Throughout the Paris Métro are ubiquitous vendors of fresh fruits and vegetables. Vending machines on station platforms sell candy and bottled beverages. The option to quickly grab a snack is readily available to Parisians and riders of New York’s subway, but not our own. Should it be?

Fruit stand at Barbès — Rochechouart station. Photos by the author.

Apples, clementines, bananas, mangoes and tomatoes are readily available at reasonable prices throughout the M´tro system, from the modern Bibliothèque François Mitterrand station on Line 14 to older stations like Barbès-Rochechouart on Lines 2 and 4.

Fruit stand at Place de Clichy station.

There are no restrictions on eating on the Paris Métro. While there is ample supply of discarded chicken bones, sunflower seeds and fast food on Washington’s Metro despite a ban on food, the Paris Métro is comparatively clean, with no traces of food on the trains or station platforms.

Some of the stands are free-standing, requiring the proprietors to set them up and take them down every day. Others rent existing kiosk space. Each vendor stand has a digital scale uses to weigh your purchase. From one vendor a clementine cost 0.35 Euro, while at another stand, a clementine and green apple ran to 1.37 Euro.

Vendor at Bibliothéque François Mitterrand station.

Two years ago, a New York State Senator proposed a law that would ban eating on New York’s MTA. The law was widely opposed, even by MTA’s chief, and did not pass.

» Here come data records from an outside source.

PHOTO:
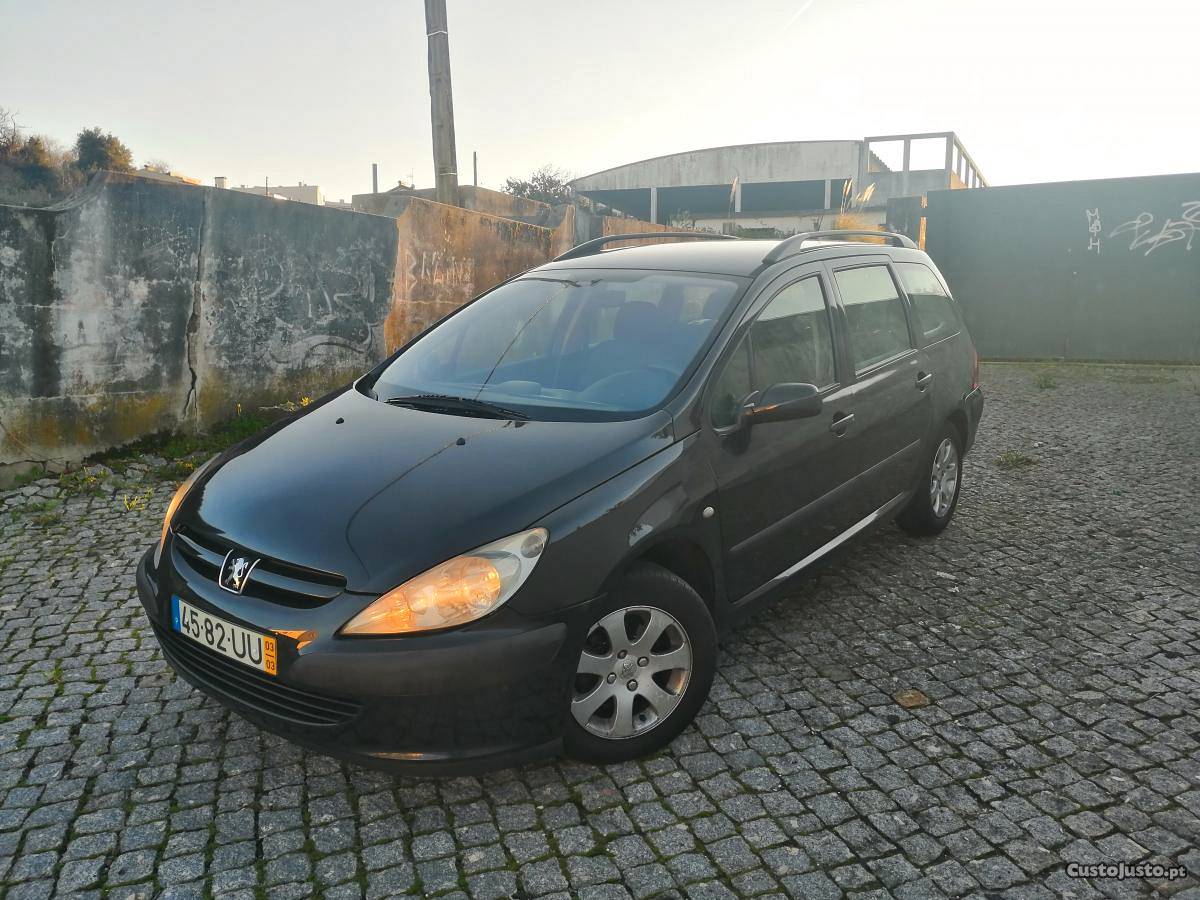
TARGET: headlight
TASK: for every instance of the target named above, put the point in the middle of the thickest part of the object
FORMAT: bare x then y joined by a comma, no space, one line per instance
174,505
461,589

Even with a ban on eating, Metro still employs a rodent exterminator, who the Post recently profiled. Is Paris’ Métro clean while Washington’s Metro is dirtier, despite a ban on food here and not there, a result of varying cultures?

Is it time for the Washington Metro to change its orientation towards food, or is the ban appropriate? Would you patronize a fruit and vegetable stand at Metro Center, L’Enfant Plaza or Rosslyn?